Neue Anwendungen für den 3D-Druck mit Glas
Wissenschaftler um Bastian Rapp und Frederik Kotz vom NeptunLab der Universität Freiburg entwickelten gemeinsam mit Forschern des Karlsruher Instituts für Technologie ein lichtempfindliches Kompositmaterial – Glassomer – das sich wie ein Kunstharz additiv verarbeiten lässt. Sie ließen das Verfahren patentieren und gründeten im Jahr 2018 das Startup-Unternehmen Glassomer mit Sitz in Freiburg.
Die Glassomer GmbH ist seitdem auf die Herstellung von im Spritzguss verarbeitbarem Quarzglas und die Produktion von hochwertigen Glasbauteilen spezialisiert.
Nun haben der österreichische Spritzguss-Spezialist ENGEL und Glassomer einen Kooperationsvertrag geschlossen, um gemeinsam neue Anwendungen für das Glasspritzgießen zu entwickeln. Gemeinsam arbeiten die Unternehmen an der industriellen Umsetzung der Glasspritzgießtechnologie. In den neuen Produktionshallen von Glassomer in Freiburg laufen bereits die ersten Abmusterungen für Serienanwendungen.
„In der Optik sorgt die Herstellung immer kleinerer Lichtquellen für immer höhere Energiedichten und macht die Herstellung feiner Linsenstrukturen in chemisch und thermisch hochstabilem Glas nötig“, erklärt Kastner die Motivation von ENGEL, sich mit dem Werkstoff Glas zu beschäftigen.
ENGEL stellt Glassomer eine vollelektrische e-motion 50 TL Spritzgießmaschine mit integriertem viper Linearroboter in Reinraumausführung für die gemeinsame Entwicklungsarbeit sowie für Kundenaufträge zur Verfügung. Die e-motion TL Maschinenbaureihe wurde ursprünglich für die Herstellung von Smartphone-Kameralinsen aus Polycarbonat und Cycloolefin-Copolymeren entwickelt und findet in dieser Industrie vielfach Einsatz.
Das von Glassomer entwickelte und patentierte Material wird – wie im herkömmlichen Spritzguss – als Granulat der Spritzgießmaschine zugeführt. Es handelt sich um eine Kunststoff-Glas-Mischung, die bei Temperaturen von 130 °C und Zykluszeiten von unter 20 Sekunden im Spritzguss verarbeitet werden kann. Der Kunststoff wird im Anschluss an den Spritzgießprozess durch Entbindern entfernt. Die Bauteile werden gesintert, wobei die Bauteilgeometrie bis in die Mikrostrukturen exakt erhalten bleibt. Ohne Nachbehandlung lassen sich sehr hochwertige Oberflächen in optischer Qualität erhalten.

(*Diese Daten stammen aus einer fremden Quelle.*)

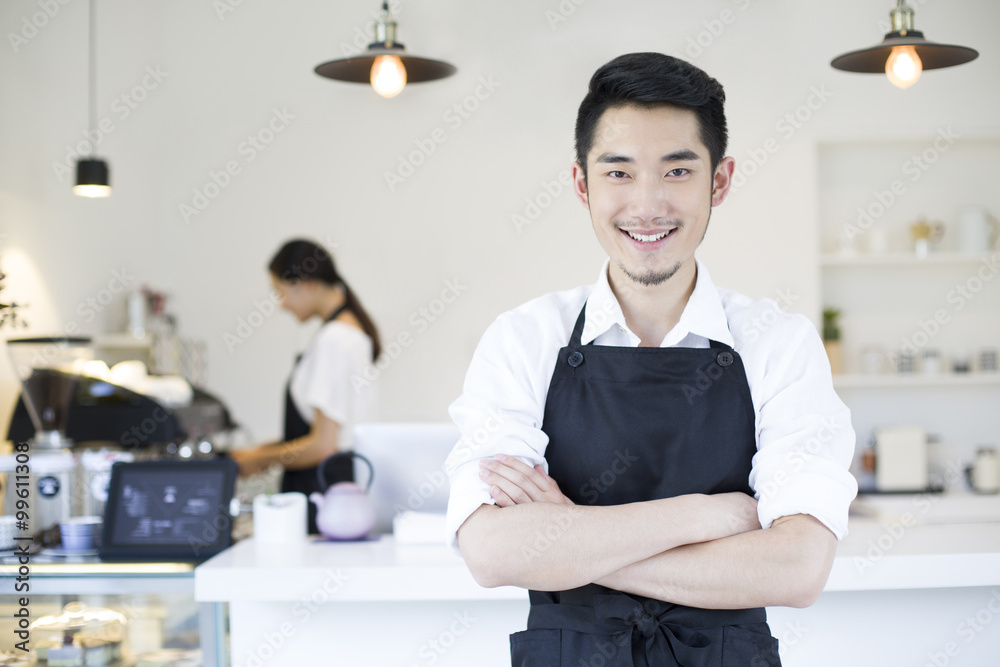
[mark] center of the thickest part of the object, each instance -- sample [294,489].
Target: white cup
[280,519]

„Die Technologie bietet viel Potenzial, unter anderem für die Bereiche Optik, Medizintechnik, Solartechnik, Chemie und Automotive. Unser Ziel ist es, dieses Potenzial zu erschließen“, betont Clemens Kastner, Produktmanager Technologien bei ENGEL. „Gemeinsam mit Glassomer reduzieren wir die Hürden für den Einstieg in diese neue Technologie und ebnen der Serienproduktion großer Stückzahlen den Weg. Die Materialien von Glassomer können im Spritzgießverfahren verarbeitet werden. Wichtig ist, dass die Spritzgießmaschinen hohen Anforderungen an die Präzision gerecht werden.“
Üblicherweise erfordert die Formgebung von Glas sehr hohe Temperaturen und toxische Chemikalien. Die Spritzgießproduktion stellt hier eine deutlich energieeffizientere, wirtschaftlichere und nachhaltigere Alternative dar. Eine weitere Motivation für die Verarbeitung von Glas im Spritzguss ist die größere Designfreiheit. Im Spritzguss lassen sich nahezu beliebige Formen in kürzester Zeit herstellen. Viele davon wären in der klassischen Glasverarbeitung nicht denkbar.
Entwicklungsschwerpunkt sind nicht nur Linsen für sehr hochauflösende Smartphone-Kameras oder Sensorikanwendungen im Automobil, sondern auch der Bereich der Mikrofluidik, unter anderem für Lab-on-a-Chip-Anwendungen.
ENGEL AUSTRIA GmbH
ENGEL ist eines der führenden Unternehmen im Kunststoffmaschinenbau. Es bietet Technologiemodule für die Kunststoffverarbeitung wie Spritzgießmaschinen für Thermoplaste und Elastomere und Automatisierung. Mit neun Produktionswerken in Europa, Nordamerika und Asien (China, Korea) sowie Niederlassungen und Vertretungen für über 85 Länder unterstützt das Unternehmen seine Kunden weltweit mit neuen Technologien und modernsten Produktionsanlagen.